Als Silvia Meier-Jauch (37) nicht mehr schlafen kann, reicht es ihr. Im Minutentakt vibriert ihr Handy. Neue Nachrichten, Kommentare und E-Mails. In denen etwa steht, dass sie «manipuliert» sei und «aufwachen» solle. Dass Bill Gates die Weltgesundheitsorganisation (WHO) gekauft habe und sich an «Zwangsimpfungen» bereichern wolle. «Willst du dich auch zwangsimpfen lassen?», schreiben Menschen, die Meier-Jauch in den sozialen Netzwerken bedrängen. Ein anderer: «Ist dir bewusst, dass wegen der wirtschaftlichen Folgen des Lockdowns viele den Hungertod sterben werden?»

Fassungslosigkeit, Wut. Das sind die Gefühle, die Silvia Meier-Jauch hat, wenn sie von diesen Nachrichten erzählt. In ihrer Wohnung in Schlieren ZH empfängt sie BLICK – mit Abstand, versteht sich.

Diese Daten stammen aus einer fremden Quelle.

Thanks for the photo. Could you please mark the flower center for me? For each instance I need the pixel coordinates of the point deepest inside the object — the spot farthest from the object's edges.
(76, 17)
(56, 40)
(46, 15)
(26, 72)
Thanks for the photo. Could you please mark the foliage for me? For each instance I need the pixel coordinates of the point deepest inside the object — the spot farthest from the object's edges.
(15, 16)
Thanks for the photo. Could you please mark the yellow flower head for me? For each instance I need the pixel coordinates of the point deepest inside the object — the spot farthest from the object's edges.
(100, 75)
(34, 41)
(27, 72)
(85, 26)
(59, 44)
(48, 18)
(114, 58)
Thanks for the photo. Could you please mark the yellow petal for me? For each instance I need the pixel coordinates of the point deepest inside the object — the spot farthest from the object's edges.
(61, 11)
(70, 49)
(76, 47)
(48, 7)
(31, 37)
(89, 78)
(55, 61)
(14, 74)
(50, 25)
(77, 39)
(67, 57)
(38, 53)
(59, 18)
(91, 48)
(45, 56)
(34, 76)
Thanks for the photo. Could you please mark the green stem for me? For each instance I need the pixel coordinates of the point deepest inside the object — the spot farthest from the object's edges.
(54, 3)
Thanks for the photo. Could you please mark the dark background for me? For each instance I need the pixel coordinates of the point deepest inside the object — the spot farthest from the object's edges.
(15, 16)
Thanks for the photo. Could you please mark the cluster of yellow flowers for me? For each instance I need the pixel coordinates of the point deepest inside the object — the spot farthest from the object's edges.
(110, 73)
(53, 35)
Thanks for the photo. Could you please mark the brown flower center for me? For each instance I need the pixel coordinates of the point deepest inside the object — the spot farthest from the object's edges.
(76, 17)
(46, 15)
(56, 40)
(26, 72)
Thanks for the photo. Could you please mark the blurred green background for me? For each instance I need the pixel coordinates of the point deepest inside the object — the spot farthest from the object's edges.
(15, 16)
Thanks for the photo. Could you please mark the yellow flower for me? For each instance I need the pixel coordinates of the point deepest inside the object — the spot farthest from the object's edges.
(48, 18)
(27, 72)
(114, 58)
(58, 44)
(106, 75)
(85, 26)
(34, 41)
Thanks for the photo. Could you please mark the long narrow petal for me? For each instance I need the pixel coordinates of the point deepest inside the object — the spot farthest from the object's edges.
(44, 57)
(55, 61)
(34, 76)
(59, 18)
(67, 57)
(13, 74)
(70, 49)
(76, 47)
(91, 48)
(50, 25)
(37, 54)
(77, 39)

Seit die Fallzahlen sinken, ist Meier-Jauch etwas entspannter geworden, traut sich auch wieder selbst zum Einkaufen in den Supermarkt.

Nach Ostern fing der Hass an

Die Social-Media-Managerin und Gemeinderätin gehört zur Risikogruppe, setzt sich für andere Rheumabetroffene und Autoimmunerkrankte ein. Weil sie als Bloggerin und Handicap-Model für eine Unterwäschemarke in der Öffentlichkeit steht und in den sozialen Netzwerken aktiv ist, ist sie es gewohnt, Kritik oder unerwünschte Avancen auszuhalten.

Doch was in den vergangenen Wochen an Hass auf sie einprasselt, ist eine neue Kategorie. «Es sind nur wenige, aber sie sprechen sich teilweise untereinander ab und schreiben sehr viele und lange Kommentare», sagt Meier-Jauch. «Es», das sind Verschwörungsideologen und Impfgegner, die die Covid-19-Pandemie und ihre Folgen für eine Lüge halten.

Meier-Jauchs Geschichte ist eine von Solidarität – und deren Ende. Schleichend habe sie die Veränderungen im eigenen Umfeld beobachtet. Mit der Ankündigung der ersten Lockerungen nach Ostern fing es an. «Bekannte, mit denen ich mich zu Beginn der Krise noch für Einkäufe abgesprochen habe, unkten plötzlich, die Corona-Krise werde schlimmer dargestellt, als sie ist.»

«Toleranz gegenüber Intoleranten bringt nichts»

Und dann ist da diese Petition. «Die kam von Eltern, die forderten, den Schulbetrieb SOFORT mit voller Stundenzahl wieder aufzunehmen.» Meier-Jauch, selbst Mutter einer Achtjährigen, die an diesem Mittwoch noch im Pyjama und Retromops Fluffy (3) durch die Wohnung tobt, ist sprachlos. «Wer gesund ist, versteht gar nicht, was das für Beklemmungen auslösen kann.»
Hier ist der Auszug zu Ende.